COACH and holidays group Shearings saw a slight fall in turnover and profits in 2009, but said a reduction in overseas holidays, due to the fall in sterling value and general economy, was made up for by a surge in UK short stay breaks.
The Wigan-based group, owned by private equity firm 3i, saw turnover dip 1.8% to £180.4m for the year to the end of December 2009, according to newly filed accounts.
This impacted pre-tax profits which also fell slightly to £922,000 from £948,000 a year earlier.
The group, which employs more than 2,800 staff, said the reduced turnover was a result of a reduction in the sales of overseas holidays, where the fall in the value of sterling significantly increased costs and therefore selling prices to customers.
This reduction, it added, was largely made good by increases in the sales of short duration UK holidays and hotel breaks.
The director’s report said: “The trading environment in 2009 was difficult for tourism, particularly through the poor economic climate and the fall in the value of sterling.”
The group revised its management structure in 2009, introducing two distinct divisions; holidays and hotels.
“The group can report satisfactory progress on the commercial separation of the divisions,” it said.
The hotels division set up two new brands during 2009. Coast and Country Hotels was launched in 2009 as a premium brand with 13 outlets, while Bay Hotels was launched in 2010 with 36 outlets.
The group said the new brands and a £10m investment in its hotel estate had improved the average income from each hotel room.
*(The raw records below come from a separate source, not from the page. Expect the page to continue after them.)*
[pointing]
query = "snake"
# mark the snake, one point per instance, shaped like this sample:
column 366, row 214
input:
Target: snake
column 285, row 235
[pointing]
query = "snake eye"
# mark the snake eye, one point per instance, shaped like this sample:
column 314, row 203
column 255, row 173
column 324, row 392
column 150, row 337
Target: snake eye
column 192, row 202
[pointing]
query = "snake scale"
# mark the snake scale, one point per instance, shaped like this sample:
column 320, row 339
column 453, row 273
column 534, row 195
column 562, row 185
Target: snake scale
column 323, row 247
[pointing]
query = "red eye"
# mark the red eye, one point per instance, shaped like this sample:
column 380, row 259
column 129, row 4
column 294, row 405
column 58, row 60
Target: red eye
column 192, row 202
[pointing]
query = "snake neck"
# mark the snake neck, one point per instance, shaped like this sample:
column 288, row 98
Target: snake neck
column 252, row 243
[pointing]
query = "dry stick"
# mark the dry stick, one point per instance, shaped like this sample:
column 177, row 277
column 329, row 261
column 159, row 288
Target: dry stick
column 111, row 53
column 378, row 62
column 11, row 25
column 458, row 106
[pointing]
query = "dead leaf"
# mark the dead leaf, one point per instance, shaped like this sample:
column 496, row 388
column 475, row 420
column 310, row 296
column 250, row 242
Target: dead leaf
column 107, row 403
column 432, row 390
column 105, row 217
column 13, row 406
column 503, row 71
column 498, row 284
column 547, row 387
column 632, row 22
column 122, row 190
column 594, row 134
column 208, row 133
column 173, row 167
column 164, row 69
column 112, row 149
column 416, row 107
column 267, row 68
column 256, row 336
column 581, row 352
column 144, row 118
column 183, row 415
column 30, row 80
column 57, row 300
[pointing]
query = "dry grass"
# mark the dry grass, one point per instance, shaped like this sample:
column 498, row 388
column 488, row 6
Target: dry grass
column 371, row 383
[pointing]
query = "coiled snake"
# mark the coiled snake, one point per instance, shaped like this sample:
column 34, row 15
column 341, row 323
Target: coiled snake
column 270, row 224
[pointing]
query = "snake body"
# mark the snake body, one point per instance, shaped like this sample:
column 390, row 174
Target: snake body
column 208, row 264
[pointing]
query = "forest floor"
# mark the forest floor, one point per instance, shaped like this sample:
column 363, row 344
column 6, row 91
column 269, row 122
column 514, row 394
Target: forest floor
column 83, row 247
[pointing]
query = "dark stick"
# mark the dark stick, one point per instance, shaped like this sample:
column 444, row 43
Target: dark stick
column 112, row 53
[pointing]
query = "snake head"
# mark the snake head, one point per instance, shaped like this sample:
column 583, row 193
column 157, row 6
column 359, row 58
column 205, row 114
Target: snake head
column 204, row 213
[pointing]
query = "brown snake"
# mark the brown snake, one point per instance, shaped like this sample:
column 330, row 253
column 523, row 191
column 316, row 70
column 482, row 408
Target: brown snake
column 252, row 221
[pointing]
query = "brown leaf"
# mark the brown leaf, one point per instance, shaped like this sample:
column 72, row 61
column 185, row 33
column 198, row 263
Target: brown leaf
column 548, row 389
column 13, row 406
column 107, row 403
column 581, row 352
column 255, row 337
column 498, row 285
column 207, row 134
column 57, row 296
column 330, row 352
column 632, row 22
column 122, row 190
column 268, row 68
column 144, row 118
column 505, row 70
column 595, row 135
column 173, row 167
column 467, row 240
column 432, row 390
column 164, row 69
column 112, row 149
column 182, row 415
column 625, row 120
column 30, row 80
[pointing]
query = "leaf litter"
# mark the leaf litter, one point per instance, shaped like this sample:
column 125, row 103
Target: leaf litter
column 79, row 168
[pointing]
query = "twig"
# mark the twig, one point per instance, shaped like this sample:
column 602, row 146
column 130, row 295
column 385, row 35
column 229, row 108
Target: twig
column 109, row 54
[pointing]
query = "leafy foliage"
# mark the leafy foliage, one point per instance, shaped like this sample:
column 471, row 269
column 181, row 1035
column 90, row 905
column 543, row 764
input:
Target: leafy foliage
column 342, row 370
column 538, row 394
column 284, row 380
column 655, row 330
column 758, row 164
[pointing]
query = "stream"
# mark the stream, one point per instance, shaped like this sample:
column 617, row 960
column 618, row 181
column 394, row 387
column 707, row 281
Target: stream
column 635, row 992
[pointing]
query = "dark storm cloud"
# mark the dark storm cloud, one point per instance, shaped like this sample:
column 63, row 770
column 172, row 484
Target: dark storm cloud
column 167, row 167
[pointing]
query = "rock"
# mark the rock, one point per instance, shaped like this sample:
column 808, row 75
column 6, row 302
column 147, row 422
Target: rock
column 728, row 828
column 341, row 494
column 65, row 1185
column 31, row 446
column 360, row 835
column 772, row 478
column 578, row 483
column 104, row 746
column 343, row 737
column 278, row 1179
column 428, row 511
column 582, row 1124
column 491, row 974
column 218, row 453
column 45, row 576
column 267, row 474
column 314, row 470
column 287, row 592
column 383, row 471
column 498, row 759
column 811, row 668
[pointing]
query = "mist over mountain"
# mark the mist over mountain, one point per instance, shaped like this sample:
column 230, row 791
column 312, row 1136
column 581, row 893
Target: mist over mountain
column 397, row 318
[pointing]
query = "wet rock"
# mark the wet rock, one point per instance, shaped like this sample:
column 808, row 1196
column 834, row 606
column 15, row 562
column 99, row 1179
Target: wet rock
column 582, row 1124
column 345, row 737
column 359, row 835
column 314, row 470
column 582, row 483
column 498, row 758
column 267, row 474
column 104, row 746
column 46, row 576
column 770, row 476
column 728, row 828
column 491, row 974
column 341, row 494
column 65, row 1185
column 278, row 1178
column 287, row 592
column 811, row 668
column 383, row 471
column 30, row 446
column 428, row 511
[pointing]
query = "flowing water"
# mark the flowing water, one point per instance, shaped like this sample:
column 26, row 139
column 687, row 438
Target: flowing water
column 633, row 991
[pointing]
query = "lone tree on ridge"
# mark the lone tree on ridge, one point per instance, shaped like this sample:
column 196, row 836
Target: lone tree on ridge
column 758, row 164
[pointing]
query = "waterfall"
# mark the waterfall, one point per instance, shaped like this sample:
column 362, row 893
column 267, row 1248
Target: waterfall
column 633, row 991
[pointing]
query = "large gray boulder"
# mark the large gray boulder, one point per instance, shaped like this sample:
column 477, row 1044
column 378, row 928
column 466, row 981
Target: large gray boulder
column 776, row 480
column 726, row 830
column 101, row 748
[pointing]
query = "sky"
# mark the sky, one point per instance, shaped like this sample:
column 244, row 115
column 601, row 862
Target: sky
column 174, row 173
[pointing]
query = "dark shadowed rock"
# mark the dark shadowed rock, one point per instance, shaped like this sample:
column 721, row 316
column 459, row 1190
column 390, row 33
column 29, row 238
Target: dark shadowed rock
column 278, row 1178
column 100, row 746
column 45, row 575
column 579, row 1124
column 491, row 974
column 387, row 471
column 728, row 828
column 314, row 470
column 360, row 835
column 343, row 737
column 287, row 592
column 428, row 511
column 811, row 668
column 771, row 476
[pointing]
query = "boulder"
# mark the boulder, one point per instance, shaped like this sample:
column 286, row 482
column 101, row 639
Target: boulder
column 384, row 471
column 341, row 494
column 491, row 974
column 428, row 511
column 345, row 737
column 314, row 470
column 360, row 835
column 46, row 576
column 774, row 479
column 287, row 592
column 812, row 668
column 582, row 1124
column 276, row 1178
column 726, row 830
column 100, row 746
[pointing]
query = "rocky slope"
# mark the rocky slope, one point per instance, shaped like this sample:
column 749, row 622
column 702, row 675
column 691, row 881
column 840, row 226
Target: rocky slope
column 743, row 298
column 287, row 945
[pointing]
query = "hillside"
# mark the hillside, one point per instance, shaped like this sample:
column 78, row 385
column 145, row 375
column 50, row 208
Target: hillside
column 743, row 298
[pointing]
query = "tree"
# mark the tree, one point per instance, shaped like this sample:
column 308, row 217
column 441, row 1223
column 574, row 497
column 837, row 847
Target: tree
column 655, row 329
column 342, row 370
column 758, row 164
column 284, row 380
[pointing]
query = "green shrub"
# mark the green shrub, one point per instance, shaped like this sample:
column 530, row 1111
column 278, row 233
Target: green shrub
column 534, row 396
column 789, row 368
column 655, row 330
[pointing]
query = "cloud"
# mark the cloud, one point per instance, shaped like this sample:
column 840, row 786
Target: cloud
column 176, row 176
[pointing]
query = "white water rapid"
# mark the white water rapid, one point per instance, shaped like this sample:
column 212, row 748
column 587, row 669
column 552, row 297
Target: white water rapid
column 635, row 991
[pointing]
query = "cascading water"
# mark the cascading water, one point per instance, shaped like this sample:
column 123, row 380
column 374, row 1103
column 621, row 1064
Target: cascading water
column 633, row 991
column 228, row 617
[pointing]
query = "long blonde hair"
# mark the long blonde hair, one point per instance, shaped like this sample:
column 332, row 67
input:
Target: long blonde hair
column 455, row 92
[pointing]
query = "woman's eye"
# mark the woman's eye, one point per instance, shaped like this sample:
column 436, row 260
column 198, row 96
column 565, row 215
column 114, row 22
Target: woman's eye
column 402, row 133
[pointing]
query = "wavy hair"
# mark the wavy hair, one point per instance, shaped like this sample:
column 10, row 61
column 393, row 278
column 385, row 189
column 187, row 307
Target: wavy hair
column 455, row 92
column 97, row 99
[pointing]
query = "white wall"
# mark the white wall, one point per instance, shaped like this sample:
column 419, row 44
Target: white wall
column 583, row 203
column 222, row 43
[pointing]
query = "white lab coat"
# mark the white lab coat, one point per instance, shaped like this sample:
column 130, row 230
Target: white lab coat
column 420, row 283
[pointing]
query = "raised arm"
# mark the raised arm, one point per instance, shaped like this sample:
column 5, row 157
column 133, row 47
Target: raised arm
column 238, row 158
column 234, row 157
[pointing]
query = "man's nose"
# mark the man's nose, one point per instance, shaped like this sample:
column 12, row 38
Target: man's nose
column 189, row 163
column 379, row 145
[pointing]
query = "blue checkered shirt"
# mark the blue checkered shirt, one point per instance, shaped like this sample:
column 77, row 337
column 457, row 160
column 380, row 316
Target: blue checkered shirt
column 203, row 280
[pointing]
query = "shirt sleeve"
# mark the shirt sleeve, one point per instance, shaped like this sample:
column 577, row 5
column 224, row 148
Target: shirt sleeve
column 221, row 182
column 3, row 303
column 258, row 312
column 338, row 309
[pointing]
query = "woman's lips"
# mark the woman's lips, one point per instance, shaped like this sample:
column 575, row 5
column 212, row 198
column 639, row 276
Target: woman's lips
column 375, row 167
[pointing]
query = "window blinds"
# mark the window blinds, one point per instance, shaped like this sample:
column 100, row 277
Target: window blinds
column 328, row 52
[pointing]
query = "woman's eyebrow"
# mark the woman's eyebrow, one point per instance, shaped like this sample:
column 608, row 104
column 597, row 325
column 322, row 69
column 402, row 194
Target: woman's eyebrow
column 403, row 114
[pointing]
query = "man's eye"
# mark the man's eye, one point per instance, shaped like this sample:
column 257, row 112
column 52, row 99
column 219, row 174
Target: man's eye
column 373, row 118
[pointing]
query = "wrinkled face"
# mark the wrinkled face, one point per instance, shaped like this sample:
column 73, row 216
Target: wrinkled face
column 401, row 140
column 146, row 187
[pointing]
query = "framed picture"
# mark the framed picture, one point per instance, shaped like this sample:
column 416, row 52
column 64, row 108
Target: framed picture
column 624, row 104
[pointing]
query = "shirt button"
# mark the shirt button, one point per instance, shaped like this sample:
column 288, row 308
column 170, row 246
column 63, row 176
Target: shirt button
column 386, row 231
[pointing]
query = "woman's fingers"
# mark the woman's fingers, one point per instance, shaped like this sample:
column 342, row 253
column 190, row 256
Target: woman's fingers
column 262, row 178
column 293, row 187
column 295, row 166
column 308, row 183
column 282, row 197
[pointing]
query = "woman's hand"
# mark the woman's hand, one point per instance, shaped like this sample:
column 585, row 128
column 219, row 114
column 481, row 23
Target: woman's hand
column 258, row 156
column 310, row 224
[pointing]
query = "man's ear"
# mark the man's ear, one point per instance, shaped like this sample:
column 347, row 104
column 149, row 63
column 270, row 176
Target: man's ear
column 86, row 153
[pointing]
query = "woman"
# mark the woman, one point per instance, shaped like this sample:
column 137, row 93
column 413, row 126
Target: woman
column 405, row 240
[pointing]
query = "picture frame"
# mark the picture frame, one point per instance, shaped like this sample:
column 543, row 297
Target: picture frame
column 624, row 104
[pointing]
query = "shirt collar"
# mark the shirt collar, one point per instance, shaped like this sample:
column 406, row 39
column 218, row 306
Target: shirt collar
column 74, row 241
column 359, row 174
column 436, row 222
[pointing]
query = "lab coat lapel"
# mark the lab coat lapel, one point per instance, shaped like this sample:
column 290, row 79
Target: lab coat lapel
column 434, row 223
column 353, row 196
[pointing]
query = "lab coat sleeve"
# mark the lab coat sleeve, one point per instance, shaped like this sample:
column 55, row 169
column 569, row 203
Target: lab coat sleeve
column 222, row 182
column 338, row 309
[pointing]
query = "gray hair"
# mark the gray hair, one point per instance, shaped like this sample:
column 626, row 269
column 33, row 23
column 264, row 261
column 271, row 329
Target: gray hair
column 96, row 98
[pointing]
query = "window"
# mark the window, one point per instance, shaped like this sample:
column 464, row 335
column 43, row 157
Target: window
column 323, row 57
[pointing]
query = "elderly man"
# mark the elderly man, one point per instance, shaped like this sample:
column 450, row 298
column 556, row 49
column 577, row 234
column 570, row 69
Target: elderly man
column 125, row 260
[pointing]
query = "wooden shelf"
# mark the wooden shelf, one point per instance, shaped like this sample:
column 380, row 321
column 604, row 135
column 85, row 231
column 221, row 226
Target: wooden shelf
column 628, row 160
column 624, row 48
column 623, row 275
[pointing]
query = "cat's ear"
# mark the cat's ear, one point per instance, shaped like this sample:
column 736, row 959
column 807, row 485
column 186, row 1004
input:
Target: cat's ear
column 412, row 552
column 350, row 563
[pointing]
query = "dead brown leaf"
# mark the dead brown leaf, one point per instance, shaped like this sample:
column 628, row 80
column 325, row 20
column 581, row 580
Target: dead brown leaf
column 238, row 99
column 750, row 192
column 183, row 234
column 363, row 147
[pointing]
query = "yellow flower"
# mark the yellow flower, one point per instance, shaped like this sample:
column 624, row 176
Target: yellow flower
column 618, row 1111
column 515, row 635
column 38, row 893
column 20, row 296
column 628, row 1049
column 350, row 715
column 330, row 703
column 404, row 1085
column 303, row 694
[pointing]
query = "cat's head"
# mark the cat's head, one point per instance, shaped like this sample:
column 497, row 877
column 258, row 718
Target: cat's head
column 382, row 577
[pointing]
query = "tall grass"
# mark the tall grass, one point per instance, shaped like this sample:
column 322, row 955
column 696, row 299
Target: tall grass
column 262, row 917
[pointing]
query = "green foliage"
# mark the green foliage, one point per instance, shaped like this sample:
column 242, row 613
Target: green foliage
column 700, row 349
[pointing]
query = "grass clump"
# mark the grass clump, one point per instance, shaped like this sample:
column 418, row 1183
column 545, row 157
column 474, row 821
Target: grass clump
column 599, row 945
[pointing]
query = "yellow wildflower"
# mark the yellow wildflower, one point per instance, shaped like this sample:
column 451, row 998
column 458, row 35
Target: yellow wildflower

Total income for the hotel division of £70.7m was 8% higher than the previous year, with 83% occupancy.
The holidays division, which operates under the Shearings Holidays, National Holidays and Caledonian Travel brands, saw sales and profits at very similar levels to 2008 despite the tough climate.
Around 640,000 (2008: 642,000) escorted tours were taken by customers of the three holiday division brands.
The division is moving from owning coaches to contracting for operating leases and the group now owns 44% of the coaches it operates.
The report added: “The group delivered robust performance with adjusted operating profit increased by 8% and the borrowings, net of cash balances, reduced by £5.3m or 21% to below £20m.”